Utilities servicing small communities are target rich but cyber poor, as the formulation first voiced by Cisco’s Wendy Nather has it. “They don’t have cybersecurity staff. They don’t have a cybersecurity budget. They don’t even have IT staff in many cases, let alone people to protect OT or industrial control systems,” Corman said.
The cybersecurity of electricity generators and distributors is highly regulated. In contrast, “water is unguarded” despite how the cascading consequences of a successful cyberattack on a water utility are no less terrifying.
“No water means no hospitals,” said Corman. Most hospitals would close after just a few hours. “HVAC needs water, sanitation needs water. Fire suppression needs water, sterilization surgery scrubbing… If you lose water pressure to a hospital, you have to evacuate within two to four hours, especially if it’s in the heat in somewhere like Arizona, and 117 degrees when the air conditioning stops working.”
UnDisruptable27 started with a theory of the case that there was an “information gap” that they could fill by mobilizing cybersecurity volunteers to educate utility owners and operators about how to secure their systems.
Corman soon realized the problem was much larger and more complicated than that. Owners and operators were only one set of stakeholders, alongside local political leaders, citizens and cybersecurity experts. And the resource gap was bigger than he imagined.
There are roughly 150,000 water facilities in the United States. “There’s no way we’re going to successfully shield up and cyber up with no talent, no time and no money,” Corman said. “We thought we had an information gap, but we actually have a motivation and enablement, empowerment gap.”
Given the depth of the problem, UnDisruptable27 has paused volunteer recruitment while it develops a series of 12 case studies which would serve as playbooks for all the stakeholders involved.
Borrowing pages from the well-thumbed playbook of disaster management, UnDisruptable27 will use a local-first, bottom up approach, and will start with the proposition that “the punch will be thrown and will connect,” Corman said, “How can we best mitigate the impact? How can we be sure we can take the punch and roll with it and get back up as quickly as possible?”
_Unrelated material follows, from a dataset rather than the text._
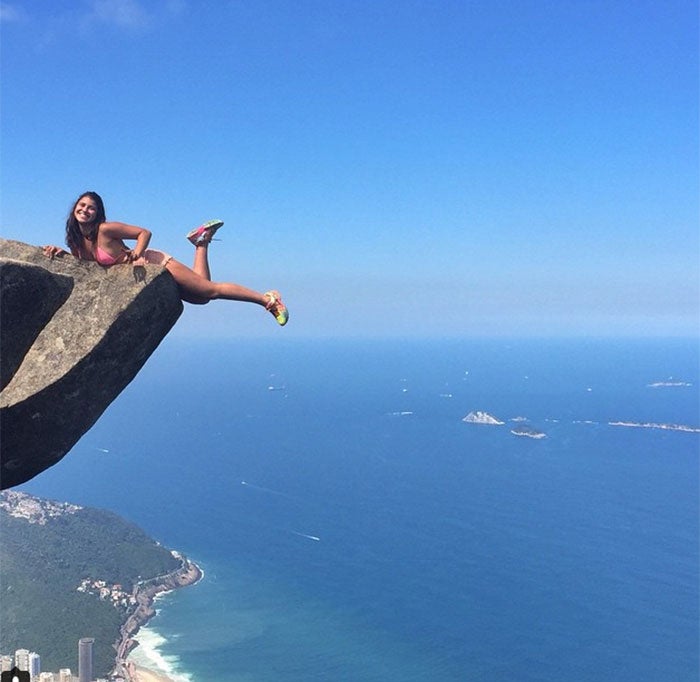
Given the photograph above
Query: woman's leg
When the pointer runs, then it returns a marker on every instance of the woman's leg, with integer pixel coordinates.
(201, 260)
(195, 288)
In most cases, he added, that won’t mean trying to harden IT systems against intrusion, but engineering OT systems so as to minimize damage from an inevitable intrusion, an approach known as cyber-informed engineering.
“It’s not cyber up, its connections down,” said Corman.
Cyber-informed engineering offers low cost solutions to practical problems. Corman gave as an example of the trend for new systems that lack manual overrides. In some new installations, a wheel that sits atop the remote controlled valve that allows a manual override is no longer built. “Making sure there’s a wheel” is a low cost measure that would help ensure the provider is resilient.
DEFCON Franklin, an initiative based at the University of Chicago’s Harris School of Public Policy and run by former Biden White House cybersecurity official Jake Braun, also launched last year.
Braun said DEFCON Franklin had engaged “dozens of volunteers on a host of activities,” working with utilities across four states: Indiana, Oregon, Utah and Vermont.
But he acknowledged that “It will be extremely difficult to scale these efforts organically across 50,000-plus US water systems. In order to deliver services and hands-on support to water utilities at scale, federal and or state and local governments must step up with significant funding.”
Braun said that there were trust issues with the “tight-knit communities” of small water utility owners and operators, who tended to be “intrinsically averse to bringing in an ‘outsider’ to help, no matter their credentials.”
He added that DEFCON Franklin was working with the National Rural Water Association “to build up a level of trust across our participating water utilities” and scale their work further.